It's the scale of it that leads to The Fear

Aug 10, 2007 10:30


This morning's Marketplace Morning Report had an interesting bit of information: the US mortgage loan market is $10.4 trillion, of which $2.6 trillion is that oft-mentioned "sub-prime" category, or roughly 25% of the total. So, who is holding the notes for all that debt? Uh, looks like almost everyone, but no one is sure, hence The Fear which is causing people to shout, "Sell! Sell!" into their stockbroker's ears.

After all, with a number that big, how could it not be everyone?

This is a variant of The Fear that you've invested in the one insurance company that insures everyone in San Francisco when The Big One hits, or that underwrites hurricane insurance for everyone in Miami when a Category 5 is bearing down on the city. The question is twofold: what percentage of the sub-prime loans are bad debt (unlikely to be repaid), and who's got 'em in their investment portfolios? Until the answers become clear, The Fear will be with us.

One bit of bad news: the recent low point for the Fed funds interest rate was 0.98 in December of 2003. Debtors who took out 5/1 ARMs in 2002 (or refinanced then) are seeing their loan interest rates adjust upward for the first time, now, but the easy, cheap money continued to be available for quite some time thereafter, and one presumes that many more such loans were written.

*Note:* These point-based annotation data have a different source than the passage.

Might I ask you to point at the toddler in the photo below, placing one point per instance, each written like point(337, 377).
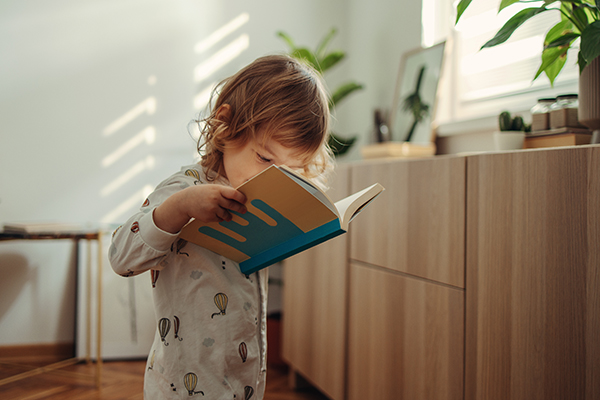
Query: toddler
point(210, 339)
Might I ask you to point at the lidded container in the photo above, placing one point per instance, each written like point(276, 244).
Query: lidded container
point(563, 112)
point(540, 114)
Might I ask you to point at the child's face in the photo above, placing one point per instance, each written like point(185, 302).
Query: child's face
point(243, 162)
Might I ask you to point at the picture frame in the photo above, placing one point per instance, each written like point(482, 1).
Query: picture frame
point(415, 96)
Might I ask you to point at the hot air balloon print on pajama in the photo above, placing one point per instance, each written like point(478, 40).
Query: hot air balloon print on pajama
point(164, 326)
point(248, 392)
point(221, 303)
point(243, 349)
point(154, 273)
point(190, 380)
point(176, 325)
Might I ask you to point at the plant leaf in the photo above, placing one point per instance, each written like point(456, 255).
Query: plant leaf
point(339, 145)
point(460, 9)
point(553, 60)
point(320, 52)
point(564, 40)
point(554, 69)
point(331, 59)
point(303, 53)
point(557, 31)
point(342, 92)
point(506, 3)
point(581, 16)
point(590, 42)
point(287, 39)
point(512, 24)
point(581, 61)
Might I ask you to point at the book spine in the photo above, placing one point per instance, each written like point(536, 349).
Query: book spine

I did a quick search looking for mortgage loan default rates, but didn't find anything of any depth or recent provenance. Plus, the default rate is going to vary a lot, even within the "sub-prime" mortgage market because it depends on how much risk was taken on in each loan. How much did they put into a downpayment? What kind of mortgage loan? Which real estate market? What are the economic conditions in the industry that the primary breadwinner works in? Lots and lots of variables that feed into the risk calculation.

This is when we find out which of the risk managers are worth what they're paid.

Hang on, it's going to (continue to) be a wild ride.